2 tablespoons olive oil
2 tablespoons butter, softened
1 1/2 pounds mixed mushrooms. I used Portobello, chesnut and porchini
1/2 carrot, finely diced
1 small yellow onion, finely diced
2 cloves garlic, (I used smoked) smushed in a garlic press.
1 cup full-bodied red wine
2 cups vegetable stock
2 tablespoons tomato purree
1 teaspoon fresh rosemary, chopped
1 1/2 tablespoons all-purpose flour
Heat the one tablespoon of the olive oil and one tablespoon of butter in a medium casserole or heavy sauce pan over high heat. Cooke the mushrooms until they begin to darken, but don’t release any liquid. Remove them from the pan and place in a bowl to one side.
Lower the heat to medium and add the rest of the of oil. Cook the carrots, onions, rosemary with a large pinch of salt and a lots of black pepper, stirring occasionally, until the onions are lightly browned. Add the garlic and cook for one more minute.
Add the wine, then turn the heat up and reduce the liquid by half. Stir in the tomato purree and the stock. Return the mushrooms to the pan with any juices that have collected. Bring to the boil and then reduce the temperature and simmer for 20 minutes, or until mushrooms are very tender.

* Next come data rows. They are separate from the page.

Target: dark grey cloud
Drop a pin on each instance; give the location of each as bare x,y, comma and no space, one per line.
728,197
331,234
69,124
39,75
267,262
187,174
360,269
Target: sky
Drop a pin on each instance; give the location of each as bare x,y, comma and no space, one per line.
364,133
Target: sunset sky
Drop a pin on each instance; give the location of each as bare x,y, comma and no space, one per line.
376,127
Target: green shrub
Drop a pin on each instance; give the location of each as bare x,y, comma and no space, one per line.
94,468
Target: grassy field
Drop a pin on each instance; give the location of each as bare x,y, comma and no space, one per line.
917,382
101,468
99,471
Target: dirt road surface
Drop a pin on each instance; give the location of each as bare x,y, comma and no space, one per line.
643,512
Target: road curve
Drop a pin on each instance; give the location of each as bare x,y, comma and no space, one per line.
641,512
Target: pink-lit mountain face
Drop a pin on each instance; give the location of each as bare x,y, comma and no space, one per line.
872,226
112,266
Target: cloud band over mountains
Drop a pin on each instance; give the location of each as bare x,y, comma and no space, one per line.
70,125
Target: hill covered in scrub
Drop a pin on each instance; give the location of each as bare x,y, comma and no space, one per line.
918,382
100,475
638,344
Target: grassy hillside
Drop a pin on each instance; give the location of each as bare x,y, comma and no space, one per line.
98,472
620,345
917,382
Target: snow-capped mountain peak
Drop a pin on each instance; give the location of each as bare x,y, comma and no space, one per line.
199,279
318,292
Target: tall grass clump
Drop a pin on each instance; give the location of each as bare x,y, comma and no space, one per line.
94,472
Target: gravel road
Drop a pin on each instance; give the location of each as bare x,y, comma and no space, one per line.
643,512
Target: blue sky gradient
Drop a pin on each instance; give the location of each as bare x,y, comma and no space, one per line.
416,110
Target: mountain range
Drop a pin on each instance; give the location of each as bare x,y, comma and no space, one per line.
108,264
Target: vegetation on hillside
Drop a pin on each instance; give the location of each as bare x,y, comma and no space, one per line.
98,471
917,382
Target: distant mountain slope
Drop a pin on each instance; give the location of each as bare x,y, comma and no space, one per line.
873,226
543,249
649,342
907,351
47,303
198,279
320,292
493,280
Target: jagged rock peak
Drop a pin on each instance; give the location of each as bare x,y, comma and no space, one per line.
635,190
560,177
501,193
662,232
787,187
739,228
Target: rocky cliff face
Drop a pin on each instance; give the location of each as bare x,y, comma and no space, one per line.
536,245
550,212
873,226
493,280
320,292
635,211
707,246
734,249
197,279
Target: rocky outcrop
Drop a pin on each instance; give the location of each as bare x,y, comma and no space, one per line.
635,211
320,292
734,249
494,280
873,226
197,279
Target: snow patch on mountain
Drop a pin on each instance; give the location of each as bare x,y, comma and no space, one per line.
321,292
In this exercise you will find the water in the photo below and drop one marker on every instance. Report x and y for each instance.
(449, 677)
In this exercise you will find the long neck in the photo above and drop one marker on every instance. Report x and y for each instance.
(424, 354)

Combine the remaining butter with the flour with a fork until combined; stir it into the mixture. Lower the heat and simmer for 10 more minutes. Leave to cool before placing in the pie dish so you don’t melt the butter in the pastry.
Preheat the over to 200C
Once cooled, remove the pastry from the fridge. Divide in two. Roll out the first piece so that it will cover the pie dish base, sides and lip, with some overlap. Roll out the second piece as the lid and cut a steam vent in the middle. Place the cooled filling in the pastry lined dish, add the blackbird funnel if using. Wet the edges of the pastry with milk then place over the lid (with the steam vent over the funnel) pressing down all around the edge to seal. Brush with milk and then place in the over for 20-25 minutes, or until the pastry is golden.
Remove, serve and enjoy your, "pie, pie, pie, pie, pie, pie, pie, pie!"
As a total fluke my pastry turned out to be really flakey, hurrah!